Home sales 2012 +8.8%

New construction 2012 +20.5%

Average home price 2012 —1%

Kansas City forecast

Home sales 2012 +6.7%

New construction 2012 +13.6%

Average home price 2012 —1.6%

Wichita forecast

Home sales 2012 +10%

New construction 2012 —0.07%

Average home price 2012 —0.2%

Lawrence forecast

Home sales 2012 +8.5%

New construction 2012 +20%

Average home price 2012 +0.7%

Manhattan forecast

Home sales 2012 +1.8%

New construction 2012 +0.3%

Average home price 2012 +0.1%

Topeka forecast

Home sales 2012 +5.8%

New construction 2012 +8.2%

Average home price 2012 —2.6%

All comparisons are with anticipated 2011 numbers.

The Wichita housing market will continue its painfully slow rebound in 2012 amid high unemployment headwinds, two economists said Friday. In his annual Kansas Housing Markets Forecast, delivered at the Wichita Marriott, Stan Longhofer said he's optimistic that the worst is over in the Wichita housing market.

Longhofer, the director of Wichita State's Center for Real Estate, said that optimism is fueled by "slow but steady" growth in seasonally adjusted home sales figures since July 2010, when the second round of federal homebuyer tax credits lapsed.

"We have a long way to go to say that the market has recovered, but it looks to me like we're heading in the right direction," Longhofer said.

"I can see the clouds parting. There may be some turbulence ahead, but there are clearer skies in our future."

Longhofer forecasts 8,130 homes will be sold in the Wichita market in 2012, up about 10 percent from the anticipated 7,390 figure this year.

The turbulence lies in continuing high unemployment in the Wichita area, the general lack of good jobs news and the negativity that breeds in potential buyers and sellers.

That turbulence means that housing inventories will remain high, suppressing prices locally for a second straight year.

Inventories are almost twice historical norms in the Wichita area, Longhofer said. And he doesn't see any immediate reductions.

"It's still relatively high, and I believe we'll see quite a bit of shadow inventory — houses that people would like to sell, but they're prompted to stay out of the market," Longhofer said.

That's despite sales numbers that have increased slowly on a seasonally adjusted basis —adjusted for natural downturns in sales in the fall and winter — since the 559 new and existing homes sold locally in July 2010.

"It's fear and uncertainty that led us to where we are today," Longhofer said.

Even historically low mortgage rates, hovering currently around 4 percent and unlikely to rise more than a percentage point over the next three years, can't overcome that fear.

"Low interest rates aren't doing anything to move people into the market here," Longhofer said.

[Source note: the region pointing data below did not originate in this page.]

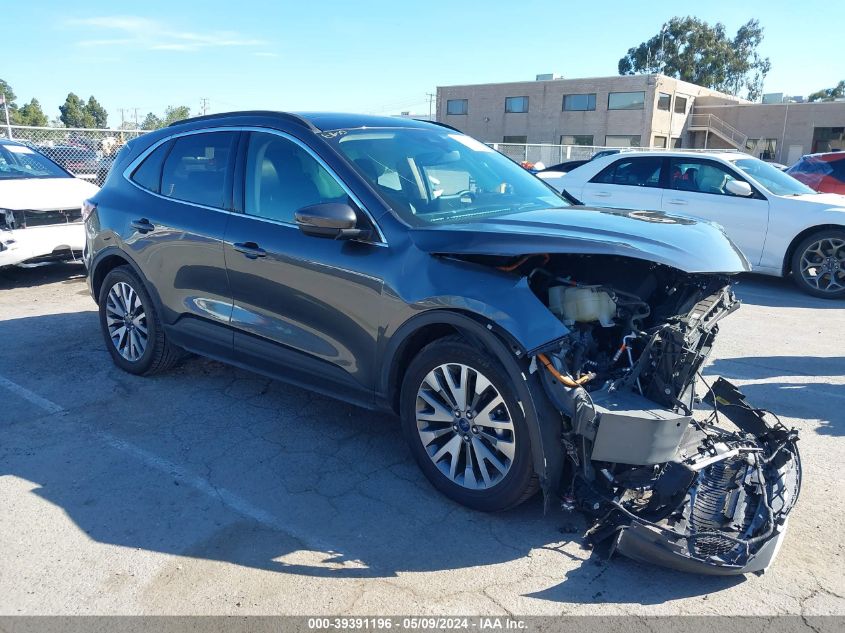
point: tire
(120, 288)
(827, 249)
(501, 474)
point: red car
(822, 172)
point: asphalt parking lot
(211, 490)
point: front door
(698, 188)
(305, 307)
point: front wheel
(466, 428)
(818, 264)
(131, 326)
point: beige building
(637, 111)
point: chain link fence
(86, 153)
(550, 155)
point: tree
(98, 113)
(151, 122)
(829, 94)
(31, 114)
(6, 90)
(176, 113)
(692, 50)
(74, 112)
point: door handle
(142, 226)
(250, 249)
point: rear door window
(198, 169)
(636, 172)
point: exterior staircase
(712, 124)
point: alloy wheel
(823, 264)
(126, 321)
(465, 426)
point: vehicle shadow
(776, 292)
(40, 274)
(216, 463)
(790, 397)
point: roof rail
(270, 113)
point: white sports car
(781, 225)
(40, 207)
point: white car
(40, 207)
(781, 225)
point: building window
(456, 106)
(626, 101)
(620, 140)
(770, 146)
(579, 102)
(576, 139)
(516, 104)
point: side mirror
(334, 220)
(739, 188)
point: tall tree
(31, 114)
(692, 50)
(74, 112)
(176, 113)
(98, 113)
(151, 122)
(829, 94)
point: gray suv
(524, 343)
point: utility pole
(431, 97)
(6, 109)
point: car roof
(724, 155)
(317, 121)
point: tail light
(88, 207)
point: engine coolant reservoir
(582, 305)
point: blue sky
(370, 56)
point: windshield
(19, 161)
(430, 176)
(772, 178)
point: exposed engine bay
(660, 483)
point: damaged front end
(662, 483)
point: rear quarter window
(148, 173)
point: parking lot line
(232, 501)
(32, 397)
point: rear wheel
(465, 427)
(131, 326)
(818, 264)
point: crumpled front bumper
(21, 245)
(680, 544)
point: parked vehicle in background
(822, 172)
(79, 160)
(781, 225)
(40, 207)
(404, 266)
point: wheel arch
(790, 251)
(542, 419)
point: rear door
(305, 308)
(174, 230)
(697, 187)
(628, 183)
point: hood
(44, 193)
(689, 245)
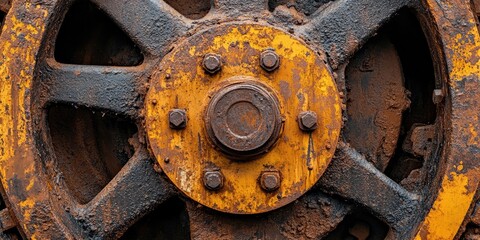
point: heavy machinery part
(242, 121)
(32, 80)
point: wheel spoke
(323, 213)
(241, 7)
(345, 25)
(152, 24)
(351, 176)
(135, 191)
(110, 88)
(6, 220)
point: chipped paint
(301, 71)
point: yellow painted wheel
(239, 119)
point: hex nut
(213, 180)
(270, 181)
(177, 119)
(212, 63)
(307, 121)
(269, 60)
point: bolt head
(269, 60)
(270, 181)
(177, 118)
(212, 63)
(213, 180)
(307, 121)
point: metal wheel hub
(248, 92)
(243, 120)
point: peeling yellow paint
(449, 209)
(458, 187)
(310, 87)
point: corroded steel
(460, 39)
(31, 80)
(240, 111)
(243, 120)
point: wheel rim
(43, 216)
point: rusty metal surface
(243, 112)
(243, 120)
(376, 99)
(32, 80)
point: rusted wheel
(257, 119)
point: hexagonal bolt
(307, 121)
(212, 63)
(177, 119)
(213, 180)
(269, 60)
(270, 181)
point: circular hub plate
(243, 112)
(243, 120)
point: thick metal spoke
(351, 176)
(235, 7)
(135, 191)
(110, 88)
(345, 25)
(323, 213)
(152, 24)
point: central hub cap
(243, 120)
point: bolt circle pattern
(301, 83)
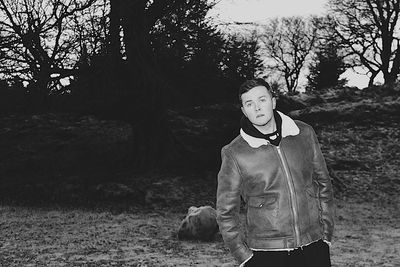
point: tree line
(136, 58)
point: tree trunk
(152, 141)
(372, 78)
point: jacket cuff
(242, 254)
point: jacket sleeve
(228, 206)
(325, 190)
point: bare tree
(369, 28)
(287, 42)
(41, 41)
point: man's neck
(267, 128)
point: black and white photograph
(209, 133)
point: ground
(54, 213)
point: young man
(276, 166)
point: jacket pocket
(313, 205)
(262, 215)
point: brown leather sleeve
(325, 190)
(228, 206)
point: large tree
(328, 62)
(369, 28)
(287, 42)
(41, 40)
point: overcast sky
(262, 10)
(259, 10)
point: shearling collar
(289, 127)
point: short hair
(250, 84)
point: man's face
(258, 105)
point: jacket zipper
(291, 196)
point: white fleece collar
(289, 127)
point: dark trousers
(314, 255)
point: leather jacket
(286, 189)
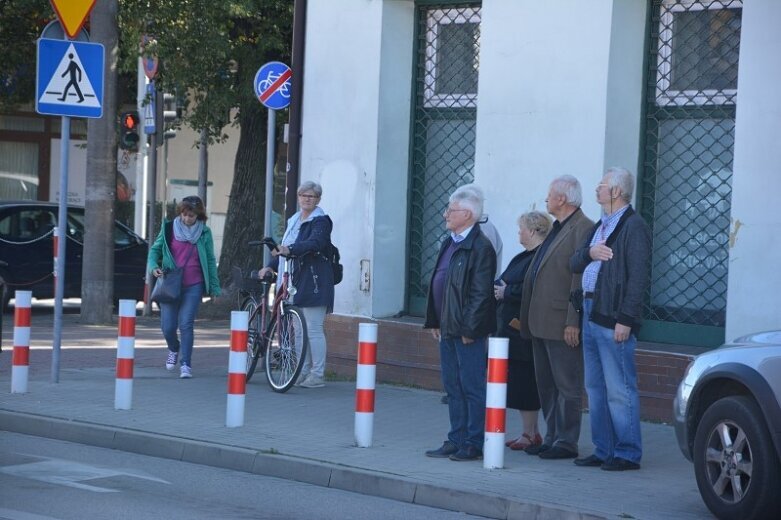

Robert Denk, assistant vice president for forecasting and analysis at the National Association of Home Builders, said Kansas is positioned to recover from the housing crash, thanks to the mild appreciation of its homes during the housing bubble versus the wild, investor-fed appreciation of housing on the coasts.

"In terms of the recovery, the bubble states are a very different experience on the downside than the states with more mild housing appreciation," he said.

With comparatively low foreclosure rates — about twice the norms compared to five or six times in California, Arizona and Florida — failed mortgages should be no more than a recovery speed bump, Denk said.

"Foreclosures are a crisis coming in the bubble states, as opposed to an impediment to recovery in most areas of the country," he said.

Both economists agreed that new housing starts will continue to lag until existing home sales improve.

"When the tax credits expired, since the middle of 2010 they've been bouncing along the bottom," Denk said of the housing starts. "They haven't gotten much better, and they haven't gotten much worse."

But like Longhofer, Denk is optimistic that the worst is over — thanks to an index he assembled that measures the ratio of home price to household buyer income.

That number, Denk said, historically sits around 3.2 — or homebuyers on average buy a home worth 3.2 times his annual income.

"That number sat consistently at 3.2 times income until the prices blew up in the housing boom," he said. "Then, it went to 4.7, or rose 150 percent of the national average.

"Now, it's declined back to 3.2, and with all the developments we've seen, that gives me some indication that prices may be back to normal."